Blanche est une jeune fille sentimentale et littéraire, obligée de vivre avec des
parents qui ne la comprennent pas. Elle souffre tant, qu’elle les ridiculise tout
haut devant tout le monde ; elle est si opprimée par la sottise de sa mère et de son
beau-père, qu’elle ne perd pas une occasion de leur faire sentir leur stupidité. En
bonne conscience, peut-elle faire autrement ? Ne serait-ce point de sa part un
manque de sincérité que d’affecter une gaieté qu’elle n’a pas, ou un respect qu’elle
ne peut ressentir ? On comprend que la pauvre enfant ait besoin de sympathie ; en
quittant les poupées, ce cœur aimant s’est épris d’abord de Trenmor, de Sténio, du
prince Djalma et autres héros des romanciers français. Hélas ! le monde imaginaire
ne suffit pas aux âmes blessées, et le désir de l’idéal, pour s’assouvir, se
rabaisse enfin jusqu’aux êtres de la terre. À onze ans, Mlle Blanche eut une
inclination pour un petit Savoyard, joueur d’orgue à Paris, qu’elle crut un jeune
prince enlevé ; à douze ans, un vieux et hideux maître de dessin agita son cœur
vierge ; à l’institution de Mme de Caramel, elle eut une correspondance avec deux
jeunes écoliers du collége Charlemagne. Chère âme délaissée, ses pieds délicats se
sont déjà froissés aux sentiers de la vie ; chaque jour ses illusions s’effeuillent,
et c’est en vain qu’elle les consigne en vers, dans un petit livre relié de velours
bleu avec un fermoir d’or, intitulé : Mes Larmes. Dans cet
isolement, que faire ? Elle s’enthousiasme pour les jeunes filles qu’elle rencontre,
elle ressent à leur vue une attraction magnétique, elle devient leur sœur, sauf à
les mettre de côté demain, comme une vieille robe : nous ne commandons pas à nos
sentiments, et rien n’est plus beau que le naturel. Du reste, comme l’aimable enfant
a beaucoup de goût, l’imagination vive, une inclination poétique pour le changement,
elle tient sa femme de chambre Pincott à l’ouvrage nuit et jour. En personne
délicate, vraie dilettante et amateur du beau, elle la gronde pour
ses yeux battus et son visage pâle. Là-dessus, pour l’encourager, elle lui dit avec
ses ménagements et sa franchise ordinaires : « Pincott, je vous renverrai, car vous
êtes beaucoup trop faible, et vos yeux vous manquent, et vous êtes toujours à gémir,
à pleurnicher, à demander le médecin ; mais je sais que vos parents ont besoin de
vos gages, et je vous garde pour l’amour d’eux ! — Pincott, votre air misérable et
vos façons serviles me donnent vraiment la migraine. Je crois que je vous ferai
mettre du rouge. — Pincott, vos parents meurent de faim ; mais si vous me tiraillez
ainsi les cheveux, je vous prierai de leur écrire et de leur dire que je n’ai plus
besoin de vos services. » Cette pécore de Pincott n’apprécie pas son bonheur.

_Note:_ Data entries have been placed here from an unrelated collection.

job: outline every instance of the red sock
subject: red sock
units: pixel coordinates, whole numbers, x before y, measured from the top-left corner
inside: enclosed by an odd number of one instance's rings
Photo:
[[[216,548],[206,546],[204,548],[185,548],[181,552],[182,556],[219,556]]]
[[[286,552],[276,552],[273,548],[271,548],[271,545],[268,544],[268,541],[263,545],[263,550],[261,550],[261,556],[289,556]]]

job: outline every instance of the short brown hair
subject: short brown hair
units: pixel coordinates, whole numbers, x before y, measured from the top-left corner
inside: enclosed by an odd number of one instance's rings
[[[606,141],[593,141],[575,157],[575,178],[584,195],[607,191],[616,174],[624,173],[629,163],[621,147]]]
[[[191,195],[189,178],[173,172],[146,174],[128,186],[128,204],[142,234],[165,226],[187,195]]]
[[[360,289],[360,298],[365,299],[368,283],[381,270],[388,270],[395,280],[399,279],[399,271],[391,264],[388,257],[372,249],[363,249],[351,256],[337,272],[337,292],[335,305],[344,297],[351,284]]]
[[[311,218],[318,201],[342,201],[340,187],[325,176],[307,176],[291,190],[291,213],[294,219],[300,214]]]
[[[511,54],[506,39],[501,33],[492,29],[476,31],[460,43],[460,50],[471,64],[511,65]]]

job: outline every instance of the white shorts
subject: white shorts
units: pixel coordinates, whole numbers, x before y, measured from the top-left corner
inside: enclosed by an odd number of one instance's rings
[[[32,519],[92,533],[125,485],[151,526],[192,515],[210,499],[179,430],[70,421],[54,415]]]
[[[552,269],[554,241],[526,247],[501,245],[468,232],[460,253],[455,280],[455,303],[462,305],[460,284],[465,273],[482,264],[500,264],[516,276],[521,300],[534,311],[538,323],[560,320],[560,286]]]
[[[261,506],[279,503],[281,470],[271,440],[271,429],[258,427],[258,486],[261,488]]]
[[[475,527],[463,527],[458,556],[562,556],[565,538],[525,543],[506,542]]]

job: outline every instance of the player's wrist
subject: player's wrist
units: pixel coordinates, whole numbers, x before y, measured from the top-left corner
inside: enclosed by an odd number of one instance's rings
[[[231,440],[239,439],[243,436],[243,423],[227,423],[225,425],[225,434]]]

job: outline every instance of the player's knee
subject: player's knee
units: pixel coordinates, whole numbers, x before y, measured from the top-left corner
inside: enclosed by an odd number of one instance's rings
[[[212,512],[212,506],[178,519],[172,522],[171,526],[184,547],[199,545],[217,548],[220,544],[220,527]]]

Peut-on être triste quand on sert un être aussi supérieur que miss Blanche ? Quelle
joie de lui fournir des sujets de style ! car, il faut bien l’avouer, miss Blanche
n’a pas dédaigné d’écrire une charmante pièce de vers sur la petite servante
arrachée au foyer paternel, « triste exilée sur la terre étrangère. » Hélas ! le
plus petit événement suffit pour blesser ce cœur trop sensible. À la moindre
émotion, ses larmes coulent, ses sentiments frémissent, comme un papillon délicat
qu’on écrase dès qu’on le touche. La voilà qui passe, aérienne, les yeux au ciel, un
faible sourire arrêté sur ses lèvres roses, touchante sylphide, si consolante pour
tous ceux qui l’entourent que chacun la souhaite au fond d’un puits.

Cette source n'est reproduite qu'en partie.